Hemen iletişim hattını açtı ve Marcella'yı aradı. “İyi haber, Bayım. Makinem az önce MTA sertifikasyonunu geçti. Dosyaları gelir gelmez size göndereceğim.”
“Bu çok iyi bir haber!” Marcella, ves'in beklediğinden biraz daha şaşkınlıkla karşılık verdi. Belki de ilk çalışmasında pek kendine güvenmemişti. “Ekspres nakliyeyi benim tarafımdan ayarlayacağım. Makine bir buçuk gün içinde Bentheim'a ulaşacak.”
“Bu iyi. Ödemeyi oraya varır varmaz aktarabilir misiniz? Sanki banka şimdiden omuzlarıma çökmüş, tüm varlıklarıma el koymaya hazırmış gibi hissediyorum.”
“Kredi transferi zaten beklemede. Müşterim makineyi alır almaz transfer onaylanacak.”
Omuzlarından ağır bir yük neredeyse kalkıyordu. Banka hâlâ ona kabuslar yaşatıyor olsa da ves, anlaşmanın esasen bitmesiyle en azından biraz daha rahat nefes alıyordu.
“Peki şimdi sırada ne var? Marc Antony'ye başka bir müşteri bulamadın mı henüz?”
Marcella başını salladı. “Benim işim var ve başka bir alıcı bulmadan hemen önce ilk satışınızın gerçekleşip gerçekleşmeyeceğini görmek isterim. Bir kaç hafta boyunca mevcut müşterinizi gözlemlemek istiyorum. eğer herhangi bir şikayeti varsa. Haftalarca düzenli kullanımdan sonra bile herhangi bir kusur bulamazsa, o zaman ürününüzü diğer müşterilerime güvenle sunmaya başlayabilirim.”
“Bu… iyi. Yine de yıllık faiz ödememi yaptıktan sonra başka bir makine üretmeye yetecek kadar sermayem kalmadı. Bir sonraki partiyi üretmeye başlamak için başka bir avans ödemesine ihtiyacım var.”
“Bu senin için kötü bir şey değil.” Gülümseyerek söyledi. “Bir tatili hak ediyorsunuz ve daha da önemlisi, kitaplarınızı düzene koymak için biraz zamana ihtiyacınız var. Pek çok startup'ın uygunsuz muhasebe nedeniyle vergi dairesiyle başının belaya girdiğini gördüm. Rastgele bir yapay zeka rutinine güvenmeyin Numaralarınızı yapmak için galaktik ağdan indirildi. Bunu kendiniz yapın veya bunu yapması için bir muhasebeci tutun.”

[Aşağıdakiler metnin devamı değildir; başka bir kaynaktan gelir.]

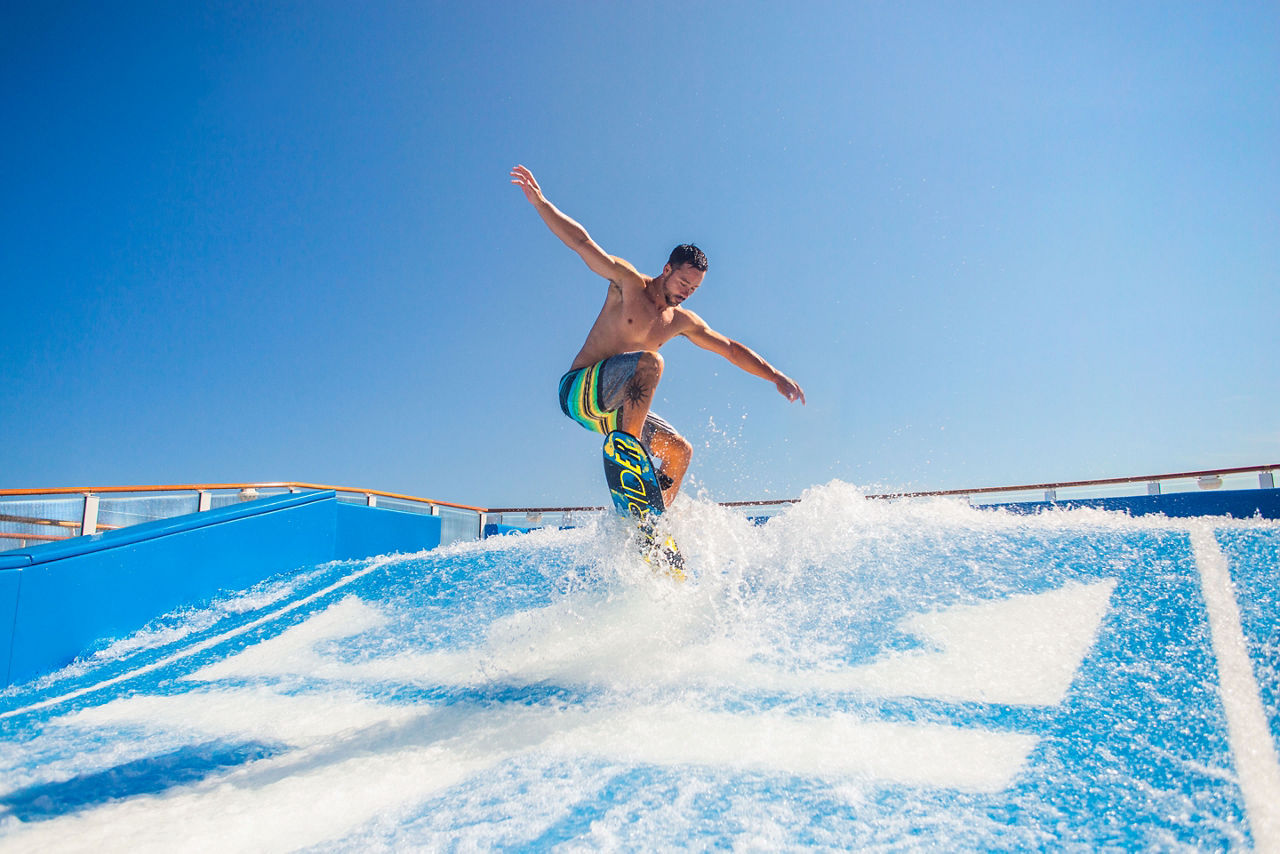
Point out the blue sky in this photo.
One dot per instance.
(995, 242)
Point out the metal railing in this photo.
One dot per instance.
(32, 516)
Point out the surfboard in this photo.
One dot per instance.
(634, 485)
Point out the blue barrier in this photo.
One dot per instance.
(1238, 503)
(59, 598)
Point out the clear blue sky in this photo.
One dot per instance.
(995, 242)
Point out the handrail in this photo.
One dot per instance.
(941, 493)
(81, 491)
(772, 502)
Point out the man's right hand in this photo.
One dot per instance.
(790, 389)
(522, 178)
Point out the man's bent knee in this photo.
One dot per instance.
(650, 361)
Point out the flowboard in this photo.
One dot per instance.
(634, 485)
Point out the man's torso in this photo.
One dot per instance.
(627, 322)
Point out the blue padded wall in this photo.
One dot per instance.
(56, 599)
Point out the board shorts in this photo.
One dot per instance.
(593, 396)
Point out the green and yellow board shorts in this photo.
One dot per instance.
(594, 396)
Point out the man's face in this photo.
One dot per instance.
(681, 282)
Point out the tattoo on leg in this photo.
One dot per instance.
(636, 391)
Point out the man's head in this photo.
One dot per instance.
(690, 255)
(684, 273)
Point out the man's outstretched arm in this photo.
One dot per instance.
(741, 356)
(568, 229)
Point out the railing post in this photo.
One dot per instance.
(88, 519)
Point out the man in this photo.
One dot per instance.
(612, 380)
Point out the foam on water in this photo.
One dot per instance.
(853, 674)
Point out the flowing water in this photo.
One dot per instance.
(850, 675)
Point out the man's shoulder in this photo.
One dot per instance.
(625, 273)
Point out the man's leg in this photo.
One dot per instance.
(639, 393)
(676, 452)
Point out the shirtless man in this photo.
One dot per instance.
(612, 380)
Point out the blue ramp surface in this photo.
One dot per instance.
(849, 675)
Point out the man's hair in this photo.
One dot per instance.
(688, 254)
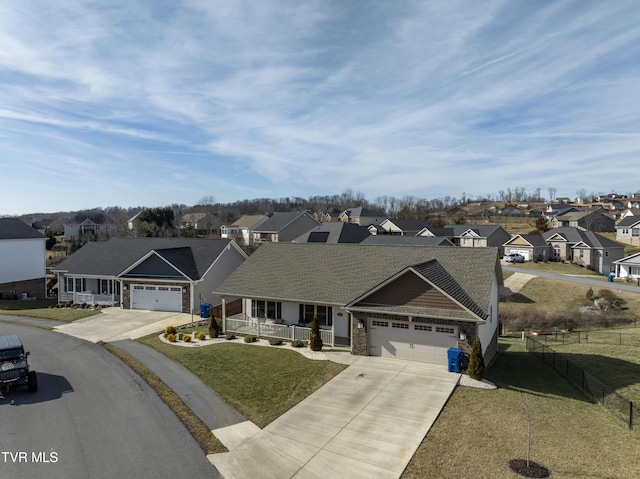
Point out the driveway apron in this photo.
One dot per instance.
(367, 422)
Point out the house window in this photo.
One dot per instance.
(77, 285)
(266, 309)
(323, 313)
(106, 286)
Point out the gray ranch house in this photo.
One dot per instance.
(158, 274)
(407, 302)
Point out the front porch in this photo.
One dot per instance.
(268, 328)
(89, 298)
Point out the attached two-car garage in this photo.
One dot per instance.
(156, 298)
(415, 341)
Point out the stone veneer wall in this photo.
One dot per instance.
(33, 287)
(126, 294)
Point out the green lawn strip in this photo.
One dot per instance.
(45, 309)
(260, 382)
(560, 268)
(479, 431)
(200, 432)
(552, 295)
(615, 365)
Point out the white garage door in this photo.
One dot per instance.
(413, 341)
(156, 298)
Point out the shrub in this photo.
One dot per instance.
(315, 341)
(475, 370)
(169, 330)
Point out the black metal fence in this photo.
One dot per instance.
(613, 338)
(617, 404)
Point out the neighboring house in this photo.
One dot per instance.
(407, 302)
(510, 210)
(585, 248)
(407, 240)
(94, 224)
(362, 216)
(628, 268)
(22, 260)
(471, 236)
(160, 274)
(241, 229)
(631, 211)
(532, 247)
(283, 227)
(334, 232)
(594, 219)
(628, 230)
(402, 227)
(202, 223)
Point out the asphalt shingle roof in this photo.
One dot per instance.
(13, 228)
(339, 274)
(193, 256)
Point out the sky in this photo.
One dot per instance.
(152, 103)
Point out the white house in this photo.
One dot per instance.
(22, 260)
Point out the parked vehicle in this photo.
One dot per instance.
(14, 367)
(514, 258)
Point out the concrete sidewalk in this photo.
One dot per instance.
(366, 422)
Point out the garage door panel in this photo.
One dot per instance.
(411, 341)
(156, 298)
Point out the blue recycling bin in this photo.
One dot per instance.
(455, 360)
(205, 310)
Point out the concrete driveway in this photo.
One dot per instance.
(367, 422)
(115, 324)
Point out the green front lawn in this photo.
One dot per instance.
(43, 308)
(479, 431)
(261, 382)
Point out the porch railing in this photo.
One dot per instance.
(264, 329)
(89, 298)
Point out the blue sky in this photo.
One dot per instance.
(139, 103)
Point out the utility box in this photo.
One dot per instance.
(454, 356)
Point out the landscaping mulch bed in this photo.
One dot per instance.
(532, 470)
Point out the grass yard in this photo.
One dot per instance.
(560, 296)
(560, 268)
(260, 382)
(479, 431)
(43, 308)
(618, 366)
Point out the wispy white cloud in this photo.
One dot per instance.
(171, 101)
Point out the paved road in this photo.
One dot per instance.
(91, 418)
(601, 283)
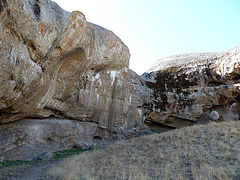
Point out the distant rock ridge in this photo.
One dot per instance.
(65, 83)
(195, 87)
(182, 59)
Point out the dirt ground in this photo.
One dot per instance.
(27, 172)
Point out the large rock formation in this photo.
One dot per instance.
(56, 65)
(65, 82)
(194, 87)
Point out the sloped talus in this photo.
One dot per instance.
(194, 87)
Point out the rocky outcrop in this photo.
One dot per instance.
(194, 87)
(56, 65)
(65, 83)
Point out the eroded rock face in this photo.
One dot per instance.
(56, 64)
(194, 87)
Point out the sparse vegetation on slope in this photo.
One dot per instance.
(198, 152)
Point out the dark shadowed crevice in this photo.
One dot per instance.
(37, 10)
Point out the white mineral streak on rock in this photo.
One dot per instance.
(59, 65)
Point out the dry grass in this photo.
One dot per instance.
(199, 152)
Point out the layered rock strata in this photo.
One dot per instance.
(194, 87)
(56, 65)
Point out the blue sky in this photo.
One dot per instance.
(153, 29)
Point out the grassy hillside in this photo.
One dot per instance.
(199, 152)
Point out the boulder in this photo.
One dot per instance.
(56, 66)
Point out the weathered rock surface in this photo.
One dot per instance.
(65, 82)
(55, 64)
(194, 87)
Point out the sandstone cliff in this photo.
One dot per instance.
(194, 87)
(65, 83)
(56, 65)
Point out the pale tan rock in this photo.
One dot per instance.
(55, 64)
(194, 87)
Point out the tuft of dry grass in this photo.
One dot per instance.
(199, 152)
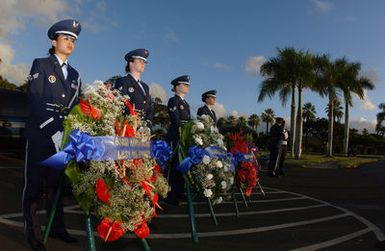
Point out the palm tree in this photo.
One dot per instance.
(268, 117)
(352, 83)
(337, 110)
(285, 73)
(309, 113)
(328, 75)
(380, 129)
(253, 122)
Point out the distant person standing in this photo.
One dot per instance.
(53, 89)
(209, 98)
(134, 87)
(178, 111)
(277, 135)
(278, 169)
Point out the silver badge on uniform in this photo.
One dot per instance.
(52, 79)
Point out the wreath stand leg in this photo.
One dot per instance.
(52, 212)
(213, 217)
(235, 203)
(146, 247)
(243, 197)
(194, 236)
(90, 234)
(260, 187)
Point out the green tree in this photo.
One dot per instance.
(253, 122)
(268, 117)
(380, 129)
(352, 83)
(292, 69)
(309, 113)
(337, 110)
(328, 75)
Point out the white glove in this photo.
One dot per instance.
(56, 139)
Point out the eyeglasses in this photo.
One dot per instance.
(68, 38)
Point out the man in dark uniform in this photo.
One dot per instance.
(209, 99)
(53, 89)
(134, 87)
(277, 135)
(178, 111)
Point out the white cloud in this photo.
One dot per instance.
(14, 16)
(371, 74)
(171, 36)
(15, 73)
(157, 91)
(253, 64)
(366, 103)
(323, 6)
(220, 110)
(362, 123)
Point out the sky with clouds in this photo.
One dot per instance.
(220, 44)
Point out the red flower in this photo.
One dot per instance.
(89, 110)
(142, 230)
(137, 162)
(125, 131)
(131, 107)
(102, 191)
(110, 231)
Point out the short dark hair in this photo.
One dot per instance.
(127, 68)
(51, 50)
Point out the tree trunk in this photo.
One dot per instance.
(330, 131)
(292, 122)
(346, 134)
(298, 145)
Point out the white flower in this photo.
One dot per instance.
(208, 193)
(200, 125)
(198, 141)
(206, 160)
(218, 201)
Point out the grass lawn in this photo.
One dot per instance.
(321, 161)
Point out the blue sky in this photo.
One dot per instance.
(220, 44)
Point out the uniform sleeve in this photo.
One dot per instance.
(200, 111)
(119, 85)
(173, 112)
(150, 112)
(44, 113)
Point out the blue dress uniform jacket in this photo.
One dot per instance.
(204, 110)
(178, 111)
(50, 97)
(129, 86)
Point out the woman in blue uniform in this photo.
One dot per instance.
(134, 87)
(53, 89)
(209, 99)
(178, 111)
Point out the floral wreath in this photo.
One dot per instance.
(121, 188)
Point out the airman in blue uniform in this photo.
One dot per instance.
(209, 99)
(134, 87)
(178, 111)
(53, 89)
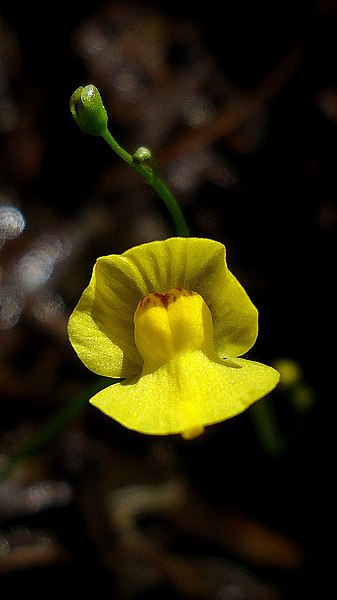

“Tamam, bunu kendim yapacağım. Benim işim küçük ve tek bir satışım var bu yüzden kitaplarım çok ince.”
“İkincisi, becerilerinizi geliştirmelisiniz. Iron Spirit'te neler yaptığınızı gördüm ve çalışmalarınızın ilerleyişinden oldukça etkilendim. Makine tasarlamaya ilk başladığınızdan bu yana geçen kısa aylarda açıkça gelişme kaydettiniz. kazandığınız ekstra paranın bir kısmı, bir dizi sanal lisans almak ve repertuarınızı genişletmek için çalışmaya başlamak. Bir makine tasarımcısının ilerleyebilmesinin tek yolu, yeni tasarımlar ortaya çıkarmaktır. Bir makine tasarımcısının devam ederek geliştiğini hiç görmedim. eski bir tasarım üretmek.”
ves onaylayarak başını salladı. “Gerçek bir makine üretmekle meşgul olmadığım zamanlarda oyundaki becerilerimi geliştirmeyi zaten planlamıştım. Herhangi bir üretim lisansını alamayacak olmam çok yazık. Marc Antony uzun bir süre benim tek ürünüm olarak kalacak. ”
“Sorun değil. Hala ilk yılındasın. Zaten sahip olduğun lisanslara sahip olarak, herhangi bir destek almadan neredeyse diğer makine tasarımcılarının önüne geçmiş olursun. Eğer ürününüz başarılı olursa, benim tarafımdan bol miktarda satış bekleyebilirsiniz. , borçlarınızı ödemeniz ve varlıklarınızı yükseltmeniz için fazlasıyla yeterli. İyi bir ürünün gücü budur.”
“Peki ya piyasa tutunamazsa?”
“Sonra çizim tahtasına geri dönün. İlk tasarımınıza çok fazla bağlanmayın. Bu yalnızca ilk ve en ilkel çalışmanız. Eğer kazanan değilse, o zaman becerilerinizi geliştirin ve tasarımın taleplerini karşılayan yeni bir makine tasarlayın.” pazar.”
“Pekala, gelecek programımla ilgili iyi bir fikrim var. Parayı bekliyor olacağım.”
İletişimi kesmeden önce birbirleriyle vedalaştılar. ves şimdiden endişelerinden kurtulduğunu hissetti. Parayı aldıktan sonra borcunu ödeyebilir ve kendisini nakit içinde yüzdürmeye yetecek kadar fazla bırakabilirdi. Bu kadar parayla pek çok şey yapabilirdi. Iron Spirit'e geri dönüp parayı oynamak için yeni lisanslar satın almak için mi kullanmalı? Ne kadar harcamalı? ves şimdiden yeni oyuncaklarla oynamayı sabırsızlıkla bekliyordu.
Bu içerik Fenrir Scans adresinden alınmıştır.